Já este (o que vem a seguir) é tão garboso quanto pouco verosímil, quando recorre a elementos escatológicos. O que é que ele quer? Está a gozar? Ou quer mesmo convencer que a confiança pode renasce nestes momentos? Não, só pode estar a gozar...
As calças do pijama caem até aos tornozelos; ele senta-se no assento da sanita; a bexiga e os intestinos preparam-se para evacuar os líquidos e sólidos até agora retidos. Urina flui do seu pénis, primeiro um troço e depois um segundo troço deslizam do seu ânus, e sabe-lhe tão bem estar a aliviar-se desta forma que acaba por se esquecer da desolada triteza que, escassos momentos antes, se apossou dele. Claro que é capaz de se desenvencilhar sozinho, diz ele para si mesmo. Desde criança que o faz, e, neste capítulo do mijar e cagar, é tão capaz como qualquer outra pessoa no mundo. Mas há mais: também é um perito no que toca a limpar o cu.

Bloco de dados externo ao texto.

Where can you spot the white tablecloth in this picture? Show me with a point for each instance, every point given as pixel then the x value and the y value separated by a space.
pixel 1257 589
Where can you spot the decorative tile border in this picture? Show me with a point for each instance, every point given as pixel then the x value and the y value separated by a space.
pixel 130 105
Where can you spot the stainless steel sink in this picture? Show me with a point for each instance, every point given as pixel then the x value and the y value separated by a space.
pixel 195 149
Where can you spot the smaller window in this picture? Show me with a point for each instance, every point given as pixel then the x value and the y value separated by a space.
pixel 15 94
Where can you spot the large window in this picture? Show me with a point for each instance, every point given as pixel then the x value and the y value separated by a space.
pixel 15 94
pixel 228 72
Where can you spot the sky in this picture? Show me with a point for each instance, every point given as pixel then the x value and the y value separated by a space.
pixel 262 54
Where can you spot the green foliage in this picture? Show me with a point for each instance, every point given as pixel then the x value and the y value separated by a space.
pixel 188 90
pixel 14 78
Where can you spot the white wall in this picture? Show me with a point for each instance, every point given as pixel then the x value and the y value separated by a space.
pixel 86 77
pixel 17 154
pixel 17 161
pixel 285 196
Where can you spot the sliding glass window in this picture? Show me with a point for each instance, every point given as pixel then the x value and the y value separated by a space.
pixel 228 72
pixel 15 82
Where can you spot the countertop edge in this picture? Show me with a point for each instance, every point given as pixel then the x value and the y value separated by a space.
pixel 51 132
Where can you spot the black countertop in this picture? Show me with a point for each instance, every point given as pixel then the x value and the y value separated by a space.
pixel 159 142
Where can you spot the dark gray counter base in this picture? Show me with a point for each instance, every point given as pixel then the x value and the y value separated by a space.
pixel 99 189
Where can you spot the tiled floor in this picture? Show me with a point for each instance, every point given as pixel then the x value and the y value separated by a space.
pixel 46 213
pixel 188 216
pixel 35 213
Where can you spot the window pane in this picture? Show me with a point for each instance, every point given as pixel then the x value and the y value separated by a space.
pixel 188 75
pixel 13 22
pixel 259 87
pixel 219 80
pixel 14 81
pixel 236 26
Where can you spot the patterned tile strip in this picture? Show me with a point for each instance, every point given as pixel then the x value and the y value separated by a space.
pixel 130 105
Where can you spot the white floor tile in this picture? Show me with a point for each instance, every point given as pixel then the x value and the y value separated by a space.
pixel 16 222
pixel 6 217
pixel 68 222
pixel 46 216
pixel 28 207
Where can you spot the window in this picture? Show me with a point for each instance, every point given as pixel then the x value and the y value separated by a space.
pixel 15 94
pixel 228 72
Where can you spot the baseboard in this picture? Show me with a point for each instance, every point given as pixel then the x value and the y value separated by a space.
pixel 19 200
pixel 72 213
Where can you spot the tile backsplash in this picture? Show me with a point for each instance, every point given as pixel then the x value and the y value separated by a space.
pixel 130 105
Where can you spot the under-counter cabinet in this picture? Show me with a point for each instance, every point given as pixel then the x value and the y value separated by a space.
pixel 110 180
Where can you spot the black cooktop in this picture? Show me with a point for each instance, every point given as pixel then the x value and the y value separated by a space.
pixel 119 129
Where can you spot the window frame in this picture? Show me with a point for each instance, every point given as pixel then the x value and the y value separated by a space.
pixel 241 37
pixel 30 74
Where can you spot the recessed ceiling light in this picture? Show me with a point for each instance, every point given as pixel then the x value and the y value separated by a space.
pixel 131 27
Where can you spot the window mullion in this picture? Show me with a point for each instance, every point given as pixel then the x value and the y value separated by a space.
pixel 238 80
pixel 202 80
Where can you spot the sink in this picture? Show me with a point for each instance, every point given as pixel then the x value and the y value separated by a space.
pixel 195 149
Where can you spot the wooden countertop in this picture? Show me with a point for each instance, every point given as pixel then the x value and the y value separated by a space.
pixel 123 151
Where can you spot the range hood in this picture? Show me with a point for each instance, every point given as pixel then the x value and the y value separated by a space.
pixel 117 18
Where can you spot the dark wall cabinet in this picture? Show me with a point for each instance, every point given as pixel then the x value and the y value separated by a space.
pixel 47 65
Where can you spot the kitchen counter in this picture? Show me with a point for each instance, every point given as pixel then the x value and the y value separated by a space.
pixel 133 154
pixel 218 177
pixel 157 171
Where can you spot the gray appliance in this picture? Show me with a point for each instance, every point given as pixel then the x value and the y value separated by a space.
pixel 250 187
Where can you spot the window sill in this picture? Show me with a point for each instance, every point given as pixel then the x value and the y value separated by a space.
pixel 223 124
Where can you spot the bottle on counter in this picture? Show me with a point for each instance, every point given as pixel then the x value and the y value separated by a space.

Paul Auster, Viagens no Scriptorium, trad. José Vieira de Lima
Este exemplo não é muito adequado para eu comentar, porque eu não consigo ler esse escritor, como já tenho explicado neste blog. A escrita de Auster não difere muito da que se encontra num qualquer livro técnco, com a diferença que ele usa essa escrita para conta histórias o que resulta, na maioria dos casos, em coisas que tocam a atrocidade. Recordo aqui aquela que me pareceu a frase literária do ano, de Rogério Casanova no 'Expresso': 'A fama de Auter é um dos grandes mistérios contemporâneos.» Ao pé de Paul Auster até o José Rodrigues dos Santos é um grande escritor.
Um bocado "intestinal", de facto. Mas em Paul Auster até tem graça. Digo eu.